A new study by Marketing Professor Neal Roese
and his colleagues may offer some guidance to those facing such decisions. They found that regrets related to love are more intense than those involving work.
In a previous study
, Roese found that romantic regrets are among the most common type of regret among Americans. His new study, with lead author Mike Morrison of the University of Illinois at Urbana-Champaign and Kai Epstude of the University of Groningen, goes one step further and underscores the impact of social relationships.
“Social relationships, we suggest, are the most pivotal component of life regrets. Failed marriages, turbulent romances, and lost time with family may elicit regrets that last a lifetime,” Roese and his colleagues write.
Romantic regrets are intense because regrets of a social nature pose a threat to a person’s need to belong.
“Belonging, as a core human motive, powerfully connects to well-being and mental health,” the authors write.
The paper describes five experiments, the results of which all suggest that love or other decisions of a social nature, such as ending a relationship or being unfaithful, are more intense than those involving work or less-social decisions, such a dropping out of college or quitting a job. Roese and his co-authors found that:
- Regrets involving romance or family (“love regrets”) were consistently rated as more intense than education or career regrets (“work regrets”).
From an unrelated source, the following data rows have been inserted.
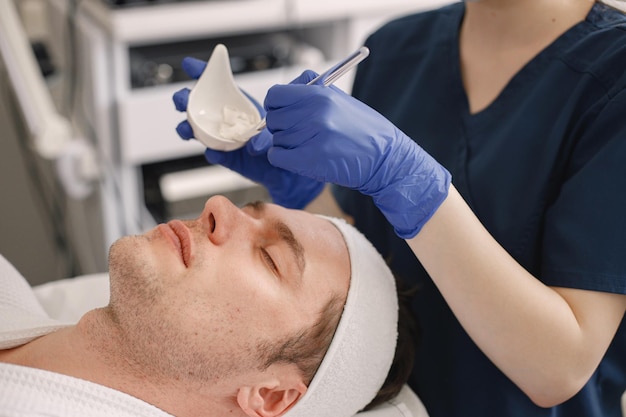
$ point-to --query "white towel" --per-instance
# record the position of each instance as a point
(363, 347)
(23, 318)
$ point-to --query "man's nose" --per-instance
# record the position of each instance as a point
(222, 220)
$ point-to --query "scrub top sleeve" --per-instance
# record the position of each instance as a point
(585, 228)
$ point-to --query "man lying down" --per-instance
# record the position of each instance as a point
(253, 311)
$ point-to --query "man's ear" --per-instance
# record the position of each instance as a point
(271, 397)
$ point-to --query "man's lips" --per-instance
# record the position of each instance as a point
(178, 233)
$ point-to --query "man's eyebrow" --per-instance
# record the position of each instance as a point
(285, 234)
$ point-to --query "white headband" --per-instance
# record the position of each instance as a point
(362, 350)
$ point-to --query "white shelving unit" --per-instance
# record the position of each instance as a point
(132, 127)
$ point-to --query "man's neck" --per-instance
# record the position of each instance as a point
(92, 350)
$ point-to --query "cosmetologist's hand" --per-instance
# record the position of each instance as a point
(286, 188)
(325, 134)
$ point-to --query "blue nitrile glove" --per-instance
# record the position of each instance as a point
(286, 188)
(328, 135)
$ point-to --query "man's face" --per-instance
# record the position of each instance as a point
(197, 298)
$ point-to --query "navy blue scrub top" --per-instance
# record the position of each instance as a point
(544, 169)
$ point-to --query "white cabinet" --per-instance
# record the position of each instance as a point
(136, 126)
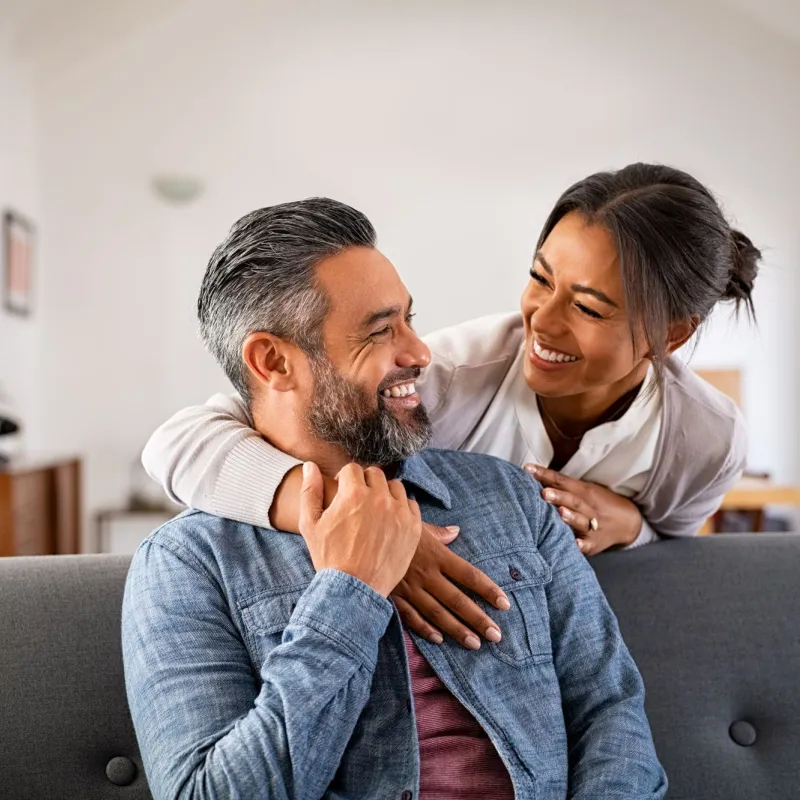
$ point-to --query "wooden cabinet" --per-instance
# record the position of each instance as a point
(40, 508)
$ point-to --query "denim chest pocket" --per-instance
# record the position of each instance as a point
(265, 617)
(523, 575)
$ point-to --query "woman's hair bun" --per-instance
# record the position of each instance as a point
(744, 269)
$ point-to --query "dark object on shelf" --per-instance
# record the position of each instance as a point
(7, 426)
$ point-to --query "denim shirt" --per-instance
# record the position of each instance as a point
(251, 676)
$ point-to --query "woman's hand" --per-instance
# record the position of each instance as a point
(427, 595)
(618, 520)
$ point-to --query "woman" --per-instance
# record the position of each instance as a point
(581, 388)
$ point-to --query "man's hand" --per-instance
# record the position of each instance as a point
(370, 531)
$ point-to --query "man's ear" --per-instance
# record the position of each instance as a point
(679, 333)
(271, 361)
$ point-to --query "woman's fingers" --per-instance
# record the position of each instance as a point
(441, 611)
(549, 477)
(445, 535)
(578, 522)
(413, 620)
(566, 499)
(457, 569)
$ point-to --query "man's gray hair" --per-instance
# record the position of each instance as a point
(263, 278)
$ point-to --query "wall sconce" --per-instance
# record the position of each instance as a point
(180, 190)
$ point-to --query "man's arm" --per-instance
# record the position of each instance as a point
(611, 750)
(205, 727)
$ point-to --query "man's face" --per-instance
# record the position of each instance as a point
(364, 399)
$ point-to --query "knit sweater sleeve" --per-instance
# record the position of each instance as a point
(210, 458)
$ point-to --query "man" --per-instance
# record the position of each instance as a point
(261, 664)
- In the studies that compared high- and low-intensity regrets, love regrets were far more common than work regrets in the high-intensity category, sometimes outnumbering work regrets by more than 2 to 1 (56.4 percent to 19.9 percent).
- On balance, low-intensity regrets were equally likely to focus on love and work regrets.
- People rated their love and work regrets to be almost identical in terms of self-blame and importance. However, romantic regrets rated much higher when it came to social impact and threats to feelings of belonging.
“What our research makes clear is that, while regrets are multifaceted with diverse consequences, their social impact looms especially large,” the authors wrote. “Regrets can stem from love or work, but those stemming from the former seem to be the toughest to overcome. The need to belong is not just a fundamental human motive but a fundamental component of regret.”
The study, “Life Regrets and the Need to Belong,” will be published in an upcoming issue of Social Psychological and Personality Science.